Background In Africa, screening for asymptomatic rheumatic heart disease (RHD) has been conducted in single communities using non-standardised echocardiographic criteria. The use of different diagnostic criteria has led to widely variable estimates of the prevalence of RHD in the same communities.
Methods Randomly selected school pupils, from 4 to 24 years of age in Bonteheuwel and Langa communities of Cape Town, South Africa, and Jimma, Ethiopia, respectively, were screened for RHD according to standardised evidence-based echocardiographic diagnostic criteria of the World Heart Federation (WHF).
Results We screened 4720 scholars. In South Africa (n=2720), 1604 (58.9%) were female and the mean age was 12.2±4.2 years. In Ethiopia (n=2000), 1012 (50.6%) were female and the mean age was 10.7±2.5 years. Echocardiographic screening revealed 55 cases of definite and borderline RHD by WHF criteria in South Africa and 61 cases in Ethiopia, corresponding to a prevalence of 20.2 cases per 1000 (95% CI 15.3 to 26.2) and 31 cases per 1000 (95% CI 23.4 to 39.0), respectively. The odds of detecting a scholar with RHD in Ethiopia were 1.5 times higher than in South Africa (OR 1.5; 95% CI 1.04 to 2.2, p=0.02). The prevalence of RHD was 27 cases per 1000 (95% CI 19.3 to 36.8) in Langa, and 12.5 cases per 1000 (95% CI 7.1 to 20.2) in Bonteheuwel. The odds of detecting a schoolchild with RHD in Langa compared with Bonteheuwel were 2.2 (OR 2.2; 95% CI 1.2 to 4.2, p=0.0071).

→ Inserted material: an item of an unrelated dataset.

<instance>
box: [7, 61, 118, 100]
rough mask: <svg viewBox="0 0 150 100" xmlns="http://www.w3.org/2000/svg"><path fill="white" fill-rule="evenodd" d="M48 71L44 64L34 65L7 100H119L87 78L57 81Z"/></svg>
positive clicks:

Interpretation There were significant differences in detecting asymptomatic RHD in school pupils of different countries and in different communities within a country in sub-Saharan Africa. The variation in the prevalence of RHD between countries and communities has important implications for the modelling of the global burden of RHD.